A Pseudogene, hsp70B, of the Heat Shock Inducible hsp70A Gene

M.F.P. Heschl and D.L. Baillie

In the ongoing saga of the hsp70 multigene family, we have recently 
sequenced the hsp70B gene.  It has been suggested that the hsp70B gene 
is a pseudogene of the constitutively expressed, heat inducible hsp70A 
gene (Snutch, Heschl and Baillie, manuscript submitted).  This was 
based on the ability of the hsp70B gene to cross-hybridize with the 
hsp70A gene under conditions of high stringency.

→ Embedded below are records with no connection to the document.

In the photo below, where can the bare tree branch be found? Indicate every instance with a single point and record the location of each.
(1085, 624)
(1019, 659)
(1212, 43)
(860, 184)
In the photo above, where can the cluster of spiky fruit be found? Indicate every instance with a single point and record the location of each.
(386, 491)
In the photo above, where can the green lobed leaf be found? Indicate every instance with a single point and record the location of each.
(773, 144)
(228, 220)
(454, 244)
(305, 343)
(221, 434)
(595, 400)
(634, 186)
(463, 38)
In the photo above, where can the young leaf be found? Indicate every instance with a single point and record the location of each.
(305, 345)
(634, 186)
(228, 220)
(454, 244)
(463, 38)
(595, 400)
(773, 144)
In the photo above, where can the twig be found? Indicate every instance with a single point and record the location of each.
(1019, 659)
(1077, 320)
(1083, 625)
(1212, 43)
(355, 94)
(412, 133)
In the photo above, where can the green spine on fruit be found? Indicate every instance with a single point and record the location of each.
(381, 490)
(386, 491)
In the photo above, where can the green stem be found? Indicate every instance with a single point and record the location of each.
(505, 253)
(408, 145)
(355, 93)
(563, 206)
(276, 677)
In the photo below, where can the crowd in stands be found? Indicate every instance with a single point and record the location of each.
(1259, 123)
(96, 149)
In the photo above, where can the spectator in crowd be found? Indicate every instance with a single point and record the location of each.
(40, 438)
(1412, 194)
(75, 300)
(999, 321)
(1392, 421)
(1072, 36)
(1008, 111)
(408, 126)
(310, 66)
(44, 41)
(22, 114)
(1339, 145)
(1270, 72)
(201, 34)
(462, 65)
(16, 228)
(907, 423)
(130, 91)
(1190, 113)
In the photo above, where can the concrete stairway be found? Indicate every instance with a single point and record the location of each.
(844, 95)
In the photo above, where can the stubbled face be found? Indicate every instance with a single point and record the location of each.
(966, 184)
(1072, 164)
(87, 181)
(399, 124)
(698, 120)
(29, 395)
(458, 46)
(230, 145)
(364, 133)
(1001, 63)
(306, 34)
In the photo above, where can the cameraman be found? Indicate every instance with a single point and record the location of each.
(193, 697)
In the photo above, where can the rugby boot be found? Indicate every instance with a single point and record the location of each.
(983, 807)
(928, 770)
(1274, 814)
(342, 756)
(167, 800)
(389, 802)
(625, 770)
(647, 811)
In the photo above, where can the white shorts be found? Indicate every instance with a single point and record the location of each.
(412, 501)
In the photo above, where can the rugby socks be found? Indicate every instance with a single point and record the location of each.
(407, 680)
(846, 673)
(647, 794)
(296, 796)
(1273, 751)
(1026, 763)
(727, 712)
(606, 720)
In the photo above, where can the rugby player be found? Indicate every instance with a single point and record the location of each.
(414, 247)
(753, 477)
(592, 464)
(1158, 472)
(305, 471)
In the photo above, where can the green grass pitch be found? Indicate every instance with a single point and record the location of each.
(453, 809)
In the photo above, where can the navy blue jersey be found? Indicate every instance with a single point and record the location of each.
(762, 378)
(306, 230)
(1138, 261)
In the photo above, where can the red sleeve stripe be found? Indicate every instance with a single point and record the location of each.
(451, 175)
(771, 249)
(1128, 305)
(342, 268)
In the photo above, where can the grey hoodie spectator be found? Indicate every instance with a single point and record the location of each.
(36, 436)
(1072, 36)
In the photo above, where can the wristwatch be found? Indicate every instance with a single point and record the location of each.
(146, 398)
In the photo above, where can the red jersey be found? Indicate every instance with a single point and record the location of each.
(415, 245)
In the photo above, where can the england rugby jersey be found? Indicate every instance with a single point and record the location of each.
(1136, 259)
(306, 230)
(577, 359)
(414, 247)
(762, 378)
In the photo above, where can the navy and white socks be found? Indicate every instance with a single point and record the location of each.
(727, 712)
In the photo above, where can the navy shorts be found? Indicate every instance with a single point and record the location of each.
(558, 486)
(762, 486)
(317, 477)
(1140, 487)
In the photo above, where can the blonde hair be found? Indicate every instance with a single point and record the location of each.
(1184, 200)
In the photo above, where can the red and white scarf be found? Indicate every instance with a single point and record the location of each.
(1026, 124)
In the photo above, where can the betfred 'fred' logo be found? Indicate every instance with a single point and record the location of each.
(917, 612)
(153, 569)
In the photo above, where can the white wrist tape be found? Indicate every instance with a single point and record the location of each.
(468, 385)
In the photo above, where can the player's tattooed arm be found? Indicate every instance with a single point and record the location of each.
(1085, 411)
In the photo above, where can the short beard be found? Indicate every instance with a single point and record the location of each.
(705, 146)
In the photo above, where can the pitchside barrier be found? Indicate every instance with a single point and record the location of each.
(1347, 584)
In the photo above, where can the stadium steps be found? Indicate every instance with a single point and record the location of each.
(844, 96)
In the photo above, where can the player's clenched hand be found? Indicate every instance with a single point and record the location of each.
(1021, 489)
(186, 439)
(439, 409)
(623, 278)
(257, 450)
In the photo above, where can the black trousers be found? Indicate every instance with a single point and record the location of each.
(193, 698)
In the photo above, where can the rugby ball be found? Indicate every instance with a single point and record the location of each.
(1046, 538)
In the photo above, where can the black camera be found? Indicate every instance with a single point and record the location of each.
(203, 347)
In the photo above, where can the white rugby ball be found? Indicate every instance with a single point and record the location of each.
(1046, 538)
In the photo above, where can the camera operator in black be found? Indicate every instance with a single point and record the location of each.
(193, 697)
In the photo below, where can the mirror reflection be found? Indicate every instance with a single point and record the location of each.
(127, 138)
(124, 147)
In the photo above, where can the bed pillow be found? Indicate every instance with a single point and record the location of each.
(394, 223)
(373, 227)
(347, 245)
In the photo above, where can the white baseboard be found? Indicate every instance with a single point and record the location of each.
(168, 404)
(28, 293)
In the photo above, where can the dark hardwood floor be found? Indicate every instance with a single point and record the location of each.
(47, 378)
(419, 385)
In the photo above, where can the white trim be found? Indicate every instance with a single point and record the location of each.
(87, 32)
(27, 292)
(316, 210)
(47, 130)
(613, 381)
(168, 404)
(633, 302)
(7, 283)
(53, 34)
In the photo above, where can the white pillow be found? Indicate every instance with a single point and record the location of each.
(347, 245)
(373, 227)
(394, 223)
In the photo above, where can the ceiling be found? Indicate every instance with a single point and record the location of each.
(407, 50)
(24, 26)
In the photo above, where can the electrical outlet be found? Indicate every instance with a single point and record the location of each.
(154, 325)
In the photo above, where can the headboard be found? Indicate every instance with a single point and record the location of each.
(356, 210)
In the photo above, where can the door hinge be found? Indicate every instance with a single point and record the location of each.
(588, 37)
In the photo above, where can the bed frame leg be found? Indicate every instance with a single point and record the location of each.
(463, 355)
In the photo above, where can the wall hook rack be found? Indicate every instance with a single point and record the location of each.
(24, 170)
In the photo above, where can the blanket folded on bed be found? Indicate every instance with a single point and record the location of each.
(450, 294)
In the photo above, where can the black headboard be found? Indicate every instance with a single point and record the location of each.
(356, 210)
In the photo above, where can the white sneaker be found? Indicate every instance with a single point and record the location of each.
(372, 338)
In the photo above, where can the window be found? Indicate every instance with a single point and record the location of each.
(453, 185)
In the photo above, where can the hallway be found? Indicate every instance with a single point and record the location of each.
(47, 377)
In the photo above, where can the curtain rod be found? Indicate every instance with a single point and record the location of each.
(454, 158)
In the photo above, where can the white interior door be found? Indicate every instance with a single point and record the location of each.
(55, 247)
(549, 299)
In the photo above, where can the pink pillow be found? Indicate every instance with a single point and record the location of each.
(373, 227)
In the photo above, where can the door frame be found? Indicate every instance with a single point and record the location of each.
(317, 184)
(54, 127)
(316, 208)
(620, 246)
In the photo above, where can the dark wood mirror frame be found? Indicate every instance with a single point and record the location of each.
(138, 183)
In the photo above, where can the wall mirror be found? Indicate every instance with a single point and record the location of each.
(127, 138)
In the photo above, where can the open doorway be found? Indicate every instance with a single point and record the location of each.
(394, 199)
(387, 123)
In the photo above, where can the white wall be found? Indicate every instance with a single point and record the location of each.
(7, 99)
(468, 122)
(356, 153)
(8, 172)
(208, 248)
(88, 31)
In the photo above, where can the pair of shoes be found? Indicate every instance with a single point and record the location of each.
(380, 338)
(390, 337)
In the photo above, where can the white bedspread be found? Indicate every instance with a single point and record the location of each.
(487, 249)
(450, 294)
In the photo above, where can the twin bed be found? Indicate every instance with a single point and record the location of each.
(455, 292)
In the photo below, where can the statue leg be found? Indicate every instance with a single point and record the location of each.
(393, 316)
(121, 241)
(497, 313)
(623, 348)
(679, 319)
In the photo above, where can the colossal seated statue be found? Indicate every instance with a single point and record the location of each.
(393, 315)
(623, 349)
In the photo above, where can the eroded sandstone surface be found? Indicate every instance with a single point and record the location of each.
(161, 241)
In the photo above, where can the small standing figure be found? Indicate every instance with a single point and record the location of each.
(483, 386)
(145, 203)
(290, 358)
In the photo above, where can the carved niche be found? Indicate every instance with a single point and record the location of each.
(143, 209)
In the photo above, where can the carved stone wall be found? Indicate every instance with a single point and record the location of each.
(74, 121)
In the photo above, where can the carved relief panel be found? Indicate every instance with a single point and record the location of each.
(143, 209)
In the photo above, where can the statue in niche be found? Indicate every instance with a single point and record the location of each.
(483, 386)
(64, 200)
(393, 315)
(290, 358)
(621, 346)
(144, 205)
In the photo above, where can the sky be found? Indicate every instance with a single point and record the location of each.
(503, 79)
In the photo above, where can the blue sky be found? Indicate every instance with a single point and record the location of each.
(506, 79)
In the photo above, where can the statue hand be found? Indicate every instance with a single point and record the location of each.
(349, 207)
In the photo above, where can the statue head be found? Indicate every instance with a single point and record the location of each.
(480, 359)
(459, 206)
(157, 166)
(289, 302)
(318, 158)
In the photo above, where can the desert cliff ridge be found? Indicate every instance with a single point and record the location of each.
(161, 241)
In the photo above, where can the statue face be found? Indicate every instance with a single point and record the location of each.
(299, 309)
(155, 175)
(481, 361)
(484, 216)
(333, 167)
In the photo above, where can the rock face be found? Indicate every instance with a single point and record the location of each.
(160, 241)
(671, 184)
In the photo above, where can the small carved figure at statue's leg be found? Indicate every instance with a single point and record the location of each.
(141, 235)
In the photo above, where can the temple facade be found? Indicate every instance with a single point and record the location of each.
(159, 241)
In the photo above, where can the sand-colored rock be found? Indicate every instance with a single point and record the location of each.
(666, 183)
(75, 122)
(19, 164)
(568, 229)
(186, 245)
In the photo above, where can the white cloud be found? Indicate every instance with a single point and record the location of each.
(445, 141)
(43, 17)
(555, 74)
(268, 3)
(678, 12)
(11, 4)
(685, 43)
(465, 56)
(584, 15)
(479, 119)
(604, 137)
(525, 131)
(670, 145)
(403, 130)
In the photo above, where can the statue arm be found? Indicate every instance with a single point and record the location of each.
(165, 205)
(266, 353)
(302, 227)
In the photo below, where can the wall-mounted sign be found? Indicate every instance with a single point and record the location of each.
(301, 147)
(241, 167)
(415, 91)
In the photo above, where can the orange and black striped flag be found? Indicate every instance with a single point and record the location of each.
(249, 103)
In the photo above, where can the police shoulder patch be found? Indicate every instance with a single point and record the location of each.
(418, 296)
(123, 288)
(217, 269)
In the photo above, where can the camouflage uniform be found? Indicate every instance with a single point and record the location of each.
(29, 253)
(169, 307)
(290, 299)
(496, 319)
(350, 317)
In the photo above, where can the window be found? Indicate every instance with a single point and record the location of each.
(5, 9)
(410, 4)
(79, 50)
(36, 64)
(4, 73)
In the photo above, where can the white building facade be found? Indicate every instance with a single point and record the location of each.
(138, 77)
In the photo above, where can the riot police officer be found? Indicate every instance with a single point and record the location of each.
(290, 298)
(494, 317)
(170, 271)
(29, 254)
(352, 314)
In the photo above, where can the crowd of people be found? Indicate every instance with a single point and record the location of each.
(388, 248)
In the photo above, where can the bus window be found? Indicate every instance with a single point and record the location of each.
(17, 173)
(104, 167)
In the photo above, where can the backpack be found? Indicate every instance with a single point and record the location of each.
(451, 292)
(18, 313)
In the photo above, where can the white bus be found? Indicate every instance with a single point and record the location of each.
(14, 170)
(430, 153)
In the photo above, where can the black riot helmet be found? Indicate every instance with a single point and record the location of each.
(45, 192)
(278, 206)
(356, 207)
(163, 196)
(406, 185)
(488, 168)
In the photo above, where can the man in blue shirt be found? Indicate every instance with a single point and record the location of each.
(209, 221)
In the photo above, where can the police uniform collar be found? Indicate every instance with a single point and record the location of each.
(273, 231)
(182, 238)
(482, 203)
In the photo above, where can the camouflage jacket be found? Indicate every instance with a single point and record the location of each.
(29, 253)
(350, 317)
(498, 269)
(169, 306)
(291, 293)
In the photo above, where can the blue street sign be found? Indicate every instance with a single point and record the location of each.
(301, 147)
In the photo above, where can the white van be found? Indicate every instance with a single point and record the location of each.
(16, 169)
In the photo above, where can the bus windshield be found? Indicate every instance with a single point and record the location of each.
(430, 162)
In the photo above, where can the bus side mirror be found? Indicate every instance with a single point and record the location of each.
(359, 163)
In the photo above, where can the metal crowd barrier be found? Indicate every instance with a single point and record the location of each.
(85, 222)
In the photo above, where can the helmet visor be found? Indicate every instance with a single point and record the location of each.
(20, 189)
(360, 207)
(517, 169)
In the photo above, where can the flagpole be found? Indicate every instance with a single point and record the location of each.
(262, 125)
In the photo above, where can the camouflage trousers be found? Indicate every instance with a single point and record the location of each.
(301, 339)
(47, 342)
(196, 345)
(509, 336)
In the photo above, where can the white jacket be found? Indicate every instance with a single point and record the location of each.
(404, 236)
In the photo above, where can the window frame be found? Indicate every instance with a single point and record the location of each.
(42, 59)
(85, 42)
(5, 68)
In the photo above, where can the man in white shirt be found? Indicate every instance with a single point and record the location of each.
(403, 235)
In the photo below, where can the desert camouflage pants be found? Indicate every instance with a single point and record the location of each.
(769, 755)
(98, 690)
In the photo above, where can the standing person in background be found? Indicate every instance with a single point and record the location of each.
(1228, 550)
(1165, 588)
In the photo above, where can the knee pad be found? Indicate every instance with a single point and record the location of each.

Sequence analysis of the hsp70B gene and a comparison to the hsp70A 
gene show 
1) the homology starts within the 5' untranslated leader sequence 
but does not include the 5' regulatory region,
2) only two of the introns and their positions are conserved,
3) the hsp70B sequence lacks the last 40% of the corresponding 
hsp70A sequence including the last intron,
4) there are two stop codons within the hsp70 reading frame,
5) there are several single base pair deletions and one insertion 
resulting in frameshifts.  The one insertion is compensated for by a 
deletion 3 bp downstream,
6) there is an internal deletion of 243 bp,
7) the nucleotide substitution rate at the third, second and first 
codon positions are 12.1%, 5.2% and 7.2% respectively, 
8) there is a greater number of deletions and insertions occurring 
within the introns than within the 'coding region' of hsp70B.
Features #3 to #6 support the idea that the hsp70B gene is a 
pseudogene of hsp70A.  Features #7 and #8 suggest that the hsp70B gene 
was functional for a while after the hsp70A gene duplication event (
third codon position substitution rate is almost double that of the 
first and second positions.  If the gene was inactive from the point 
of the duplication event, the number and types of mutations would have 
been the same regardless of the codon position or position within the 
intron or the coding region.)  We are currently attempting to 
calculate when the hsp70A gene was duplicated.  A putative TATA box 
was found in a position similar to that of the hsp70A gene although 
the surrounding nucleotide sequence is very different.  In addition, 
there are two possible poly A addition sites (with one base pair 
differences) downstream of the hsp70B/hsp70A homology.
It will be interesting to see if this pseudogene, which is not 
present in the sister species C.  briggseae, is present in any, or all,
of the other wildtype strains of C.  elegans.  This information could 
tell us when the different wildtype strains diverged.